State v. Carl J. Opelt, 2013AP1798, District IV, 12/27/13 (1-judge decision, ineligible for publication); case activity.
Police arrested Opelt for OWI. While transporting him to the hospital, an officer asked him 14 times to submit to an evidentiary chemical test of his blood. The circuit court found that Opelt refused to promptly submit to the test and thus revoked his operating privileges pursuant to implied consent law, Wis. Stat. §343.305.
Opelt admits he never gave an unqualified “yes” to the officer but also notes that he did not resist the test. The court of appeals was not impressed. Every time Opelt suggested that his answer might be “yes,” the officer asked a clarifying question, and Opelt “made a sport” out of dodging it. Says the court of appeals: “It is obvious that Opelt was trying to make a game out of not giving the officer the unambiguous answer that the officer made clear he needed in order to complete the Informing the Accused form.” Slip op., ¶9. The court of appeals thus held that the circuit court did not err in finding that Opelt gave equivocal answers that amounted to a refusal to submit to testing.

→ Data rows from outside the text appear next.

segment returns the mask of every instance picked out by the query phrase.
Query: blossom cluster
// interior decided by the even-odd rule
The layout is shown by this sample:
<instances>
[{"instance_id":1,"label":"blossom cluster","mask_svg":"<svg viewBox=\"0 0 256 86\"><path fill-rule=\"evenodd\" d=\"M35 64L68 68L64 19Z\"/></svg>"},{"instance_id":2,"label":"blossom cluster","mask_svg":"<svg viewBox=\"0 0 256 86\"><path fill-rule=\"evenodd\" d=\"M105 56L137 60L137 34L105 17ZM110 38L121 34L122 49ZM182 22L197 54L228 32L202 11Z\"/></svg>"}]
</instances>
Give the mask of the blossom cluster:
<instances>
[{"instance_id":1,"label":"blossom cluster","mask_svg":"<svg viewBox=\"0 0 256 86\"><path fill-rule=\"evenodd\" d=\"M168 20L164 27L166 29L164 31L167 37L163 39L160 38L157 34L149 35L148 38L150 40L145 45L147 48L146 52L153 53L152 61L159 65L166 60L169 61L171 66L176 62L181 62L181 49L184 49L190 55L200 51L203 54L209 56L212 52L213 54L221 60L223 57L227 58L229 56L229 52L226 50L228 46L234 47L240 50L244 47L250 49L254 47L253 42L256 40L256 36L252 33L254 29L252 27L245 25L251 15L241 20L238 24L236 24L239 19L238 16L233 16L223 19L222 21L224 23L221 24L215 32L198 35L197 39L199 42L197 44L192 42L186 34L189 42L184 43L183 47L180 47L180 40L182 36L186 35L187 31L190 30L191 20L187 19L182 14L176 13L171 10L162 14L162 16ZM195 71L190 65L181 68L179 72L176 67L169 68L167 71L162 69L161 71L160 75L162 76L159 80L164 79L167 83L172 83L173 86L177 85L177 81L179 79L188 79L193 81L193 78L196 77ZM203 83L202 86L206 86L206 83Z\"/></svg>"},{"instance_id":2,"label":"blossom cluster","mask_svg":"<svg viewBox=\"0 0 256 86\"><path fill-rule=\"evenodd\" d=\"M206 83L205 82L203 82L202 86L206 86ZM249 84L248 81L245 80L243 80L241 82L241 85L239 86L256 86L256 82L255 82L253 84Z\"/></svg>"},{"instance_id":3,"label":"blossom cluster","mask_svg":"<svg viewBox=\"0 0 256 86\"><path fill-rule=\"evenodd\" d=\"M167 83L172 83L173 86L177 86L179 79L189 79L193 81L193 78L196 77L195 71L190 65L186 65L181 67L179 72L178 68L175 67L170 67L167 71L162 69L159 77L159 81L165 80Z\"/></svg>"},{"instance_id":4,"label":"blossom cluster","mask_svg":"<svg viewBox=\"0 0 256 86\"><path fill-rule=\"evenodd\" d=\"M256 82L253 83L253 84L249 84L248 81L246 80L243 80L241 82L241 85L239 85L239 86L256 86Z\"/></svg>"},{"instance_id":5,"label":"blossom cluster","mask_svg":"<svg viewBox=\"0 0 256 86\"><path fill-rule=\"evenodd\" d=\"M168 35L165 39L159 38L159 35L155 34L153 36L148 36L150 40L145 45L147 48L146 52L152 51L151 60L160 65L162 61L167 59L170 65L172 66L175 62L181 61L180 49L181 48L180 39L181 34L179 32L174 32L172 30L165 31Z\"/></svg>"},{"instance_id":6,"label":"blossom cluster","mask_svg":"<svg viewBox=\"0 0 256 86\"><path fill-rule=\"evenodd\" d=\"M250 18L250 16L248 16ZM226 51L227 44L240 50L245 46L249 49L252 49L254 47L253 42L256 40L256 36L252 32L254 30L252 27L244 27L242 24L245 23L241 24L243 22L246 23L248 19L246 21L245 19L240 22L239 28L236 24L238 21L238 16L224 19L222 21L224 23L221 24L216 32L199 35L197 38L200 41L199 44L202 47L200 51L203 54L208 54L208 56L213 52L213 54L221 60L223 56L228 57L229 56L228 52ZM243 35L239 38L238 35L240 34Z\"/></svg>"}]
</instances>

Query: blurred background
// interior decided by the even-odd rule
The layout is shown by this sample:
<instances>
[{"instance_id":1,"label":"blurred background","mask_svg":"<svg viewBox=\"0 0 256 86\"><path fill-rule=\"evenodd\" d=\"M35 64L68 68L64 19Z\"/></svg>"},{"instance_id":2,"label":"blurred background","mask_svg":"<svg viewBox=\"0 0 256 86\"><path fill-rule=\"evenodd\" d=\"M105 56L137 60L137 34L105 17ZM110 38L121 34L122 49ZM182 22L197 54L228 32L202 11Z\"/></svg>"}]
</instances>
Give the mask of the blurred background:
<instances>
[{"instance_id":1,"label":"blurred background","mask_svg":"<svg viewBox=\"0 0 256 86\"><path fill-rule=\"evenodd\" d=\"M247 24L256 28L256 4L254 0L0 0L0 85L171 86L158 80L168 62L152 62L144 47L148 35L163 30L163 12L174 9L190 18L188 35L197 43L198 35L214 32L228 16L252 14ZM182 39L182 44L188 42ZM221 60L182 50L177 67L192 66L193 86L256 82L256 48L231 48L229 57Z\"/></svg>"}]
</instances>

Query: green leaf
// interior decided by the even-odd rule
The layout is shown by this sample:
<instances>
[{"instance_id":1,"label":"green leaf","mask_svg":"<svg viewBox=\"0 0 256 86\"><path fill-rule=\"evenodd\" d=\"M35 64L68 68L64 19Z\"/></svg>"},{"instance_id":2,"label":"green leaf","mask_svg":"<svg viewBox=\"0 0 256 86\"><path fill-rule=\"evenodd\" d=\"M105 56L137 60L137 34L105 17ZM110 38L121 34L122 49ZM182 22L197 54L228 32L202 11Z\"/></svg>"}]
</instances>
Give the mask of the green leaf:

The court of appeals also held that the circuit court did not err as a matter of law. Even if Opelt made some statements that, considered in isolation, suggested an intent to submit to testing, his conduct (game playing) amounted to a refusal. See State v. Rydeski, 214 Wis. 2d 101, 106, 571 N.W.2d 417 (Ct. App. 1997) and State v. Reitter, 227 Wis. 213, 595 N.W.2d 646 (1999).